Since this book is designed primarily for nonspecialists, I have not burdened it with detailed descriptions, elaborate footnotes, discussions of arcane scholarly debates, or extensive bibliographies in Asian and Western languages. Material of this sort may be found in my 2008 book, Fathoming the Cosmos and Ordering the World: The Yijing (I-Ching, or Classic of Changes) and Its Evolution in China. I am grateful to the University of Virginia Press for permitting me to draw from parts of this work in my discussion of the domestic development of the Changes. I might add that the acknowledgments, notes, and bibliographies of Fathoming the Cosmos reveal abundantly the profound debt I owe to my teachers in the China field, my many valuable friends and colleagues at Rice University, and a host of other scholars around the world, several of whom also deserve special mention here for their specific contributions to this volume: Joseph Adler, Alejandro Chaoul, Howard Goodman, Tze-ki Hon, Pei Jin, Yung Sik Kim, Livia Kohn, Liu Dajun, Richard John Lynn, Naturaleza Moore, Benjamin Wai-ming Ng, Bent Nielsen, Valrae Reynolds, Hyong Rhew, Dennis Schilling, Edward Shaughnessy, Shen Heyong, Kidder Smith, Benjamin Wallacker, Wang Mingxiong, and Zhang Wenzhi.
There are literally hundreds of Western-language translations of the Yijing (also known as the Zhou Changes), several of which I discuss in chapter 5. For this biography I have drawn upon, and modified when necessary, five well-known renderings that reflect different understandings of the work as they developed at different periods in Chinese history: (1) Richard Kunst’s dissertation, titled “The Original Yijing” (1985), which offers a heavily annotated translation of the earliest layers of the so-called basic text (c. 800 BCE); (2) Richard Rutt’s Zhouyi (1996), which has a similar chronological focus but is less technical and more accessible; (3) Edward Shaughnessy’s I Ching (1996), which translates a second-century BCE version of the Changes that was discovered at Mawangdui (Hunan province) about four decades ago; (4) Richard John Lynn’s The Classic of Changes (1994), which not only provides a rendering of the work after it became a classic in 136 BCE but also offers a highly influential third-century CE commentary on the Yijing, as well as abundant notes on later interpretations of the work; and (5) Richard Wilhelm’s The I Ching or Book of Changes (1967), based on a Song dynasty (960–1279 CE) understanding of the text that became the orthodox interpretation from the fourteenth century into the early twentieth.

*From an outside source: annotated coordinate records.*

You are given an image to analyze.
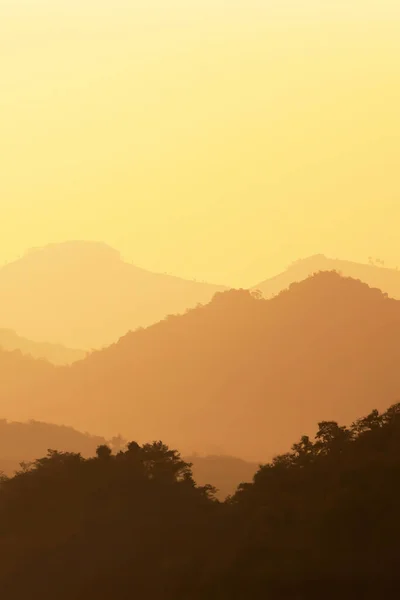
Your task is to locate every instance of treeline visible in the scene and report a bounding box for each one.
[0,404,400,600]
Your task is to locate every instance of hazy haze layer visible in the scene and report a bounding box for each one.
[0,0,400,285]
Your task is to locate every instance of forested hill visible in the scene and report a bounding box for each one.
[0,272,400,461]
[0,404,400,600]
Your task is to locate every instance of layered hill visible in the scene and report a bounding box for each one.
[0,419,258,500]
[253,254,400,299]
[0,329,87,365]
[0,272,400,461]
[0,242,227,350]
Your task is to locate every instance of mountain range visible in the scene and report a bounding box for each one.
[0,242,400,352]
[0,272,400,462]
[0,329,87,365]
[0,241,224,350]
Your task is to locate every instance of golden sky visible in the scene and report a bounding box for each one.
[0,0,400,285]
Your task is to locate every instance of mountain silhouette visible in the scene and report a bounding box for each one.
[0,241,224,350]
[0,272,400,462]
[0,419,259,500]
[253,254,400,299]
[0,329,86,365]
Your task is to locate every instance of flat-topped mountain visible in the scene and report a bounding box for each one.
[0,242,224,350]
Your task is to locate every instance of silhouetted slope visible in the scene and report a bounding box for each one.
[2,272,400,461]
[0,329,87,365]
[0,242,223,350]
[0,404,400,600]
[0,419,106,475]
[187,455,259,500]
[253,254,400,299]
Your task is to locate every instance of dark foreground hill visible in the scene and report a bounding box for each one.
[0,419,258,500]
[0,329,87,365]
[0,404,400,600]
[0,272,400,461]
[0,242,223,350]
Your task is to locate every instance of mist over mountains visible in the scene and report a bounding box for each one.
[0,272,400,461]
[0,329,87,365]
[0,241,400,356]
[0,241,224,350]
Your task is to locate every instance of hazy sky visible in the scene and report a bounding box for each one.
[0,0,400,285]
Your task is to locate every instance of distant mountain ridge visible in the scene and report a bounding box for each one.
[0,242,225,350]
[253,254,400,299]
[0,272,400,462]
[0,329,87,365]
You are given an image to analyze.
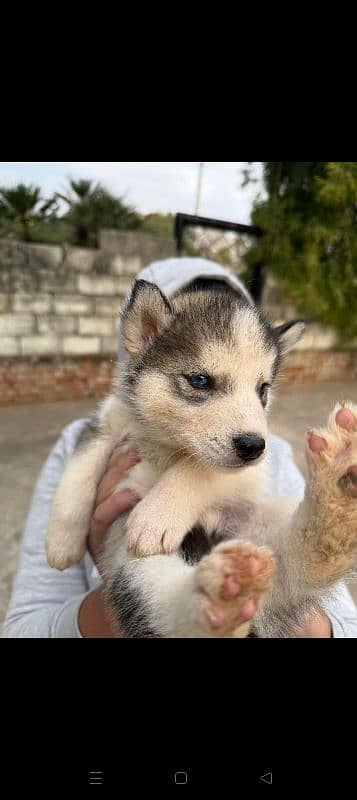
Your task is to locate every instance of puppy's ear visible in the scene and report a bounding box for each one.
[122,281,173,358]
[273,319,308,355]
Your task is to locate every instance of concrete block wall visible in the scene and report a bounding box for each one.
[0,236,357,405]
[0,231,175,359]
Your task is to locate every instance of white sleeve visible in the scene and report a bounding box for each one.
[2,422,89,639]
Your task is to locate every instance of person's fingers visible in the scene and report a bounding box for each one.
[92,489,139,529]
[96,446,140,505]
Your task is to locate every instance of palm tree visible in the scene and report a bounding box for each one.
[0,183,56,242]
[57,179,141,247]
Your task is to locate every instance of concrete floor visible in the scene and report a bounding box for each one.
[0,382,357,624]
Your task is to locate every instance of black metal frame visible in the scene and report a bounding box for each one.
[175,214,265,303]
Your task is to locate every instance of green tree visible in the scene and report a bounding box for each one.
[246,161,357,342]
[57,180,141,247]
[0,183,56,242]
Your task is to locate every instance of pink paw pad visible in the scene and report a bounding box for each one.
[309,433,328,453]
[336,406,356,431]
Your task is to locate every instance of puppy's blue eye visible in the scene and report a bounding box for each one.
[259,383,271,406]
[186,374,212,389]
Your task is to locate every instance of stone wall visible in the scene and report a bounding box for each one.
[0,231,175,359]
[0,241,357,405]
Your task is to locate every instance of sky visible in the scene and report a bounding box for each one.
[0,161,261,223]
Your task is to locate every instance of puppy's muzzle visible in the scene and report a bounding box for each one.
[233,433,266,463]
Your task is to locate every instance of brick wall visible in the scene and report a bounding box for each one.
[0,241,357,405]
[0,231,174,358]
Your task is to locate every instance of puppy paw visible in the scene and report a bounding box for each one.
[308,403,357,499]
[196,541,275,638]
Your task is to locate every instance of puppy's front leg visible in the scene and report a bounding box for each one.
[260,403,357,636]
[126,460,233,557]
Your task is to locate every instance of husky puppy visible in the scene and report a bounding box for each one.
[47,280,357,638]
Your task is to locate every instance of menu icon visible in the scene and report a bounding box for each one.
[89,772,103,786]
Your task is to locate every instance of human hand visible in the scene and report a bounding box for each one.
[78,450,140,638]
[88,450,140,567]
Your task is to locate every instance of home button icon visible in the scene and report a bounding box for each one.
[175,772,188,786]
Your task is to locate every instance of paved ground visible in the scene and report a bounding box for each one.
[0,382,357,624]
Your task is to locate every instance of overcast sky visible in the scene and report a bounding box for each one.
[0,161,261,223]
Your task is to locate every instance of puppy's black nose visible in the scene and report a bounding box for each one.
[233,433,265,461]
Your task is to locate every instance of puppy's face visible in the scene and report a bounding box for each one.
[123,281,305,469]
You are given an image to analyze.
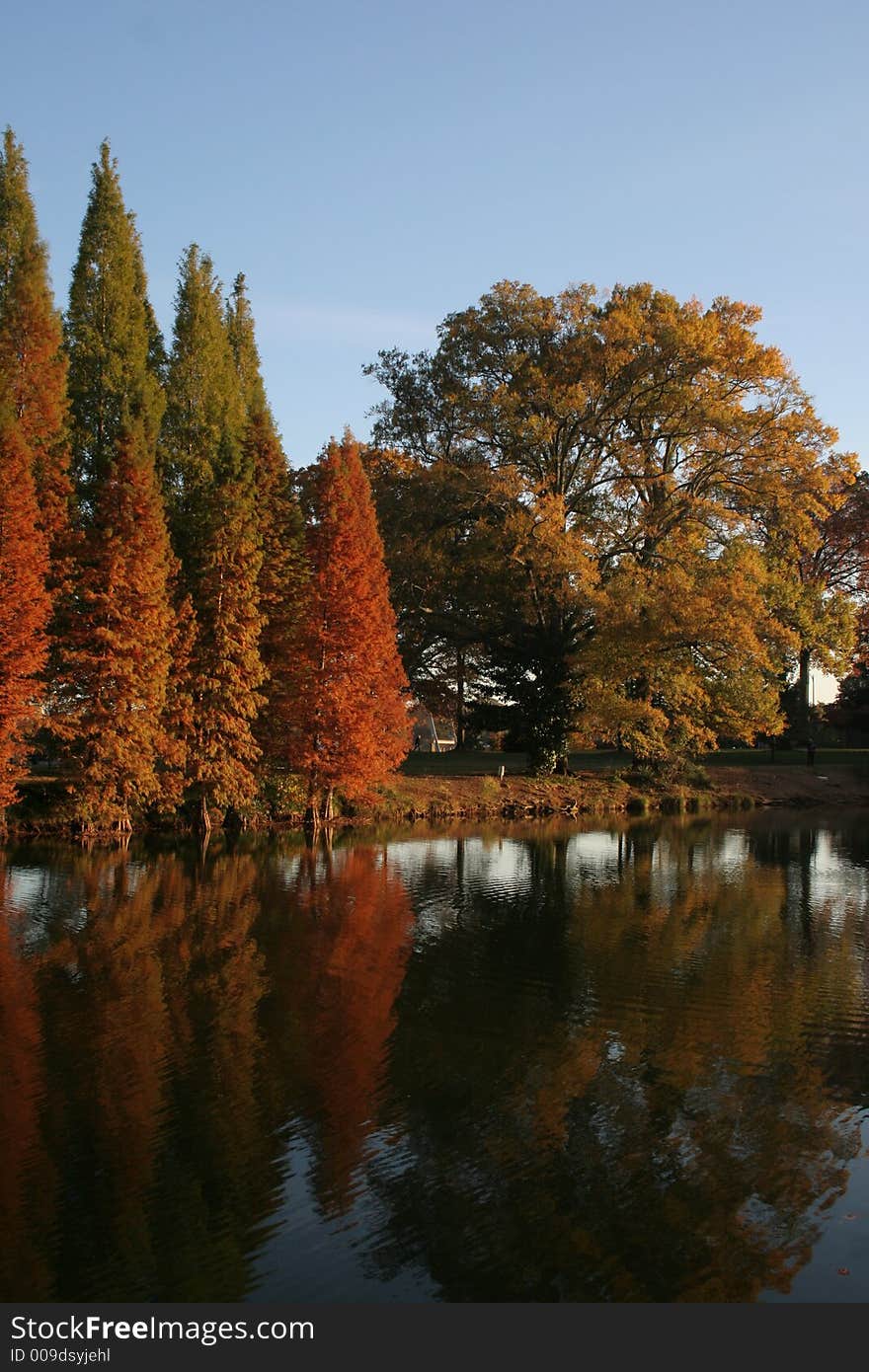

For a reference book on Yijing scholarship and technical terminology, there is no better English-language resource than Bent Nielsen’s A Companion to Yi jing Numerology and Cosmology: Chinese Studies of Images and Numbers from Han (202 BCE–220 CE) to Song (960–1279 CE) (2003), which is organized alphabetically by Pinyin transliterations of names, terms, and titles. Another extremely useful reference work, in German, is Dennis Schilling’s Yijing: Das Buch der Wandlungen (2009), which attempts to capture the earliest meaning of the Changes while also offering valuable information on the complex history of the classic.